BURNABY— Funding cuts for B.C. libraries, announced last week by the BC Liberal government, are not as deep as first feared but will still have a negative impact on public libraries throughout the province, says the Canadian Union of Public Employees.
“Our public libraries are a huge asset to the province, so the government should be investing more in them, not less. Instead, we’re seeing funding cuts of 22 per cent,” says CUPE BC president Barry O’Neill.
“This doesn’t exactly square with the premier’s own words about the importance of our public libraries. Not so long ago, Mr. Campbell called them ‘the front lines of the effort to make British Columbia the most literate place in the world.’”
On Thursday, the government announced that provincial funds to support public libraries would be $13.7 million, or about 78 per cent of anticipated provincial funding for 2009-10. O’Neill says the announcement is likely a pre-emptive move by the BC Liberals—already reeling from widespread opposition to the Harmonized Sales Tax—to strike a conciliatory note in advance of other, deeper cuts to public services expected in next week’s budget.

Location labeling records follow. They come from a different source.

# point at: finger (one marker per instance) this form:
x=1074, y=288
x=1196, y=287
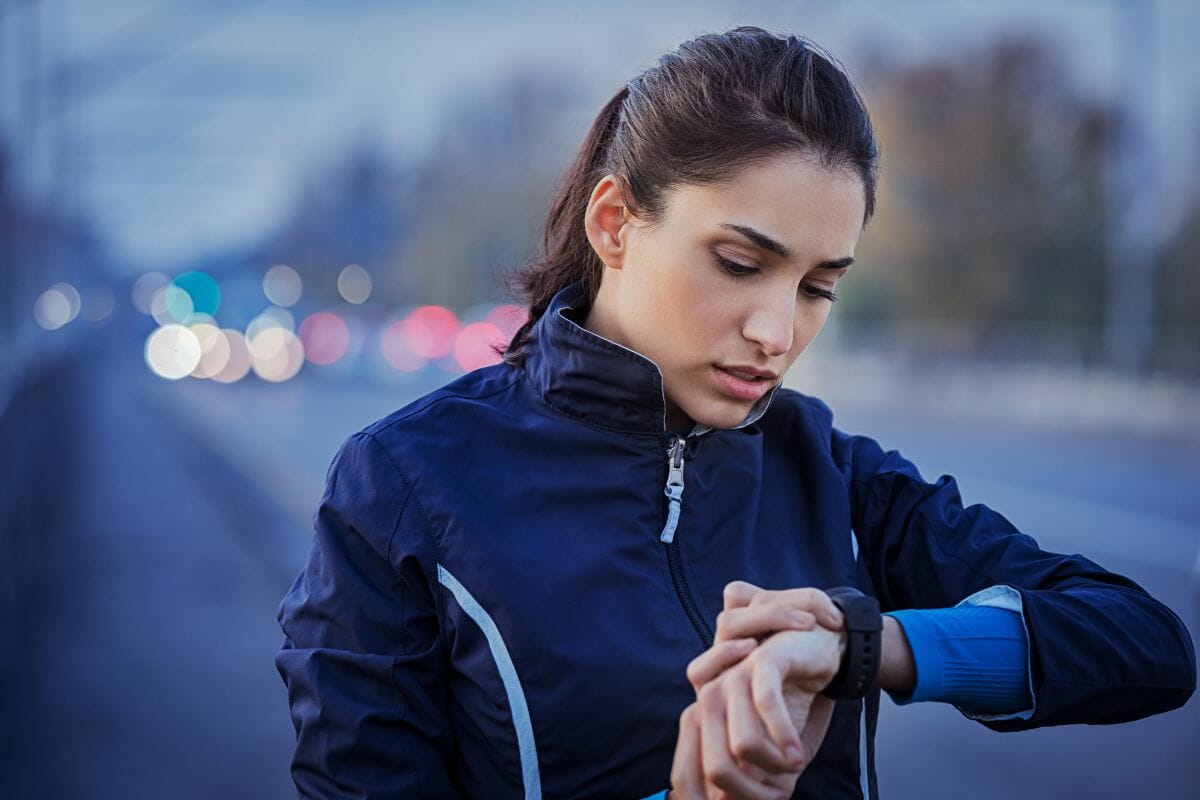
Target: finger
x=760, y=621
x=816, y=726
x=719, y=657
x=810, y=600
x=748, y=739
x=767, y=690
x=687, y=774
x=721, y=773
x=738, y=594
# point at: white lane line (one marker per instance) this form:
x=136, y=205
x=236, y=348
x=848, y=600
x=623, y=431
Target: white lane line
x=1091, y=528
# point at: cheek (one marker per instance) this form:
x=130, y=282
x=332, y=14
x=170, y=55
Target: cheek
x=808, y=326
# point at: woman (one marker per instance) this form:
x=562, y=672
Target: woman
x=597, y=569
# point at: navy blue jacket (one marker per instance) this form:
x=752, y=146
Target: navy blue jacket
x=492, y=608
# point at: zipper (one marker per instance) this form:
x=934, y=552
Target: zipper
x=673, y=491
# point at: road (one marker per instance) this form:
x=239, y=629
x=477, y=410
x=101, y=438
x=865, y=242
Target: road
x=178, y=515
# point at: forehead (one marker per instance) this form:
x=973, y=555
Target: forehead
x=793, y=199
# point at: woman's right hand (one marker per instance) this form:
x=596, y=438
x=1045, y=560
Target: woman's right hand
x=753, y=614
x=756, y=726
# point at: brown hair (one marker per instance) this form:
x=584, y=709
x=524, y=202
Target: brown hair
x=715, y=104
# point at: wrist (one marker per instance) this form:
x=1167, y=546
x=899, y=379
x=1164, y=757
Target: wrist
x=859, y=662
x=898, y=671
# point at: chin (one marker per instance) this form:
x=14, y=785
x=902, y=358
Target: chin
x=719, y=415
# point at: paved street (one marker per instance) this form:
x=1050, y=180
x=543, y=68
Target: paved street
x=179, y=513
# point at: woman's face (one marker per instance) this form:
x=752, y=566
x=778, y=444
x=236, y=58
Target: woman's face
x=731, y=284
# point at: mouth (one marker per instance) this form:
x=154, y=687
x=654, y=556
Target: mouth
x=745, y=383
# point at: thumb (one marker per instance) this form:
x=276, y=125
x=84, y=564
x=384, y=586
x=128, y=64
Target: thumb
x=738, y=594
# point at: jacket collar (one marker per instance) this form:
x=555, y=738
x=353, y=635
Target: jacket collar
x=594, y=379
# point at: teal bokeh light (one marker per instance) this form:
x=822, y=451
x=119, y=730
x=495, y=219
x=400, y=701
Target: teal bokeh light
x=203, y=289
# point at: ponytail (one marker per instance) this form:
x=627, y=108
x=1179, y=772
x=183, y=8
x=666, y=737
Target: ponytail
x=715, y=104
x=565, y=254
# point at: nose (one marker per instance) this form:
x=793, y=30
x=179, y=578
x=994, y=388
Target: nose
x=772, y=324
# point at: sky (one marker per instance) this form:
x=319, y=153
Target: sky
x=183, y=127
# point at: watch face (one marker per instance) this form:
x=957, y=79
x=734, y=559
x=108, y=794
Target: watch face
x=862, y=611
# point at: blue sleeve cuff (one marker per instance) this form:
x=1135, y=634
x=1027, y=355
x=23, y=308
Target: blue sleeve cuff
x=975, y=655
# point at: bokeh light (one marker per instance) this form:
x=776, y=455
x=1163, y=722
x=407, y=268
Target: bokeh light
x=325, y=337
x=214, y=350
x=72, y=296
x=431, y=331
x=475, y=346
x=282, y=286
x=171, y=305
x=397, y=352
x=276, y=354
x=172, y=352
x=203, y=290
x=145, y=288
x=238, y=364
x=354, y=284
x=52, y=310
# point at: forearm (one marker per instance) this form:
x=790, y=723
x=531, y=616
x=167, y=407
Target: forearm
x=897, y=669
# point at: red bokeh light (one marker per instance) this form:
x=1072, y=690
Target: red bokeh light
x=325, y=337
x=475, y=344
x=431, y=331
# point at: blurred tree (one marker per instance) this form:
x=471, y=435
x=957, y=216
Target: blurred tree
x=1179, y=295
x=989, y=235
x=447, y=227
x=351, y=212
x=481, y=197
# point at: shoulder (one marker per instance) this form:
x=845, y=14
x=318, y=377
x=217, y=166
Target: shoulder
x=477, y=394
x=792, y=411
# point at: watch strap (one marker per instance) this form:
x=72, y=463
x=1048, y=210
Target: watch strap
x=861, y=659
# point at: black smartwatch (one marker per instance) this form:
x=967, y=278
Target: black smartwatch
x=864, y=639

He adds that last week’s announcement was partly the result of a province-wide campaign against the cuts by library workers and their many supporters among the public. However, he added: “I don’t think we can claim any sort of victory when more than one-fifth of library funding is being gutted. Alberta has actually increased its funding to libraries by 39 per cent.”
O’Neill said that both Premier Campbell and Education Minister Margaret MacDiarmid are aware of the importance of operating grants to public libraries’ ability to provide quality services such as literacy programs.
“While all libraries suffer from reduced provincial grants, smaller libraries are disproportionately affected. Generally, the grants form a higher percentage of total revenues for those libraries,” he says.
CUPE BC represents over 2,600 public library employees in 25 public library systems across the province.